Google models

Source code is located at here.

import re
import time
import json

from aios.llm_core.cores.base import BaseLLM

from aios.utils import get_from_env

from cerebrum.llm.communication import Response


class GeminiLLM(BaseLLM):
    def __init__(
        self,
        llm_name: str,
        max_gpu_memory: dict = None,
        eval_device: str = None,
        max_new_tokens: int = 256,
        log_mode: str = "console",
        use_context_manager: bool = False,
    ):
        super().__init__(
            llm_name,
            max_gpu_memory,
            eval_device,
            max_new_tokens,
            log_mode,
            use_context_manager,
        )

    def load_llm_and_tokenizer(self) -> None:
        """dynamic loading because the module is only needed for this case"""
        assert re.search(r"gemini", self.model_name, re.IGNORECASE)
        try:
            import google.generativeai as genai

            gemini_api_key = get_from_env("GEMINI_API_KEY")
            genai.configure(api_key=gemini_api_key)
            self.model = genai.GenerativeModel(self.model_name)
            self.tokenizer = None
        except ImportError:
            raise ImportError(
                "Could not import google.generativeai python package. "
                "Please install it with `pip install google-generativeai`."
            )

    def convert_messages(self, messages):
        if messages:
            gemini_messages = []
            for m in messages:
                gemini_messages.append(
                    {
                        "role": "user" if m["role"] in ["user", "system"] else "model",
                        "parts": {"text": m["content"]},
                    }
                )
        else:
            gemini_messages = None
        return gemini_messages

    def address_syscall(self, llm_syscall, temperature=0.0) -> None:
        # ensures the model is the current one

        """wrapper around functions"""

        llm_syscall.set_status("executing")
        llm_syscall.set_start_time(time.time())
        messages = llm_syscall.query.messages
        tools = llm_syscall.query.tools
        message_return_type = llm_syscall.query.message_return_type

        if tools:
            messages = self.tool_calling_input_format(messages, tools)
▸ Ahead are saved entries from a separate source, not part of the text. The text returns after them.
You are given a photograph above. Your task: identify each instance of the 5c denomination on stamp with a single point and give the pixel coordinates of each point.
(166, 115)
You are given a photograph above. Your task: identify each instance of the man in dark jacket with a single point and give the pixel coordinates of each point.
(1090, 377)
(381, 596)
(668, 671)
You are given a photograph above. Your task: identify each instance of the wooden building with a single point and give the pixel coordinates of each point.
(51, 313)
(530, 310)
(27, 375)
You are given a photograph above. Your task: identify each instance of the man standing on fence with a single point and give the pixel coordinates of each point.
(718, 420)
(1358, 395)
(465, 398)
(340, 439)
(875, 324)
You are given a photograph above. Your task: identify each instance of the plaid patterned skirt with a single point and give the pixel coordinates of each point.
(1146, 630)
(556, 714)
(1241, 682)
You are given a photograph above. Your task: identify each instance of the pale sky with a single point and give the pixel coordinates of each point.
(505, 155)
        # convert role to fit the gemini role types
        messages = self.convert_messages(
            messages=messages,
        )

        self.logger.log(
            f"{llm_syscall.agent_name} is switched to executing.\n", level="executing"
        )

        outputs = self.model.generate_content(json.dumps({"contents": messages}))

        try:
            result = outputs.candidates[0].content.parts[0].text
            if tools:
                tool_calls = self.parse_tool_calls(result)
                if tool_calls:
                    response = Response(
                        response_message=None, 
                        tool_calls=tool_calls,
                        finished=True
                    )
                else:
                    response = Response(
                        response_message=result,
                        finished=True
                    )
            else:
                if message_return_type == "json":
                    result = self.parse_json_format(result)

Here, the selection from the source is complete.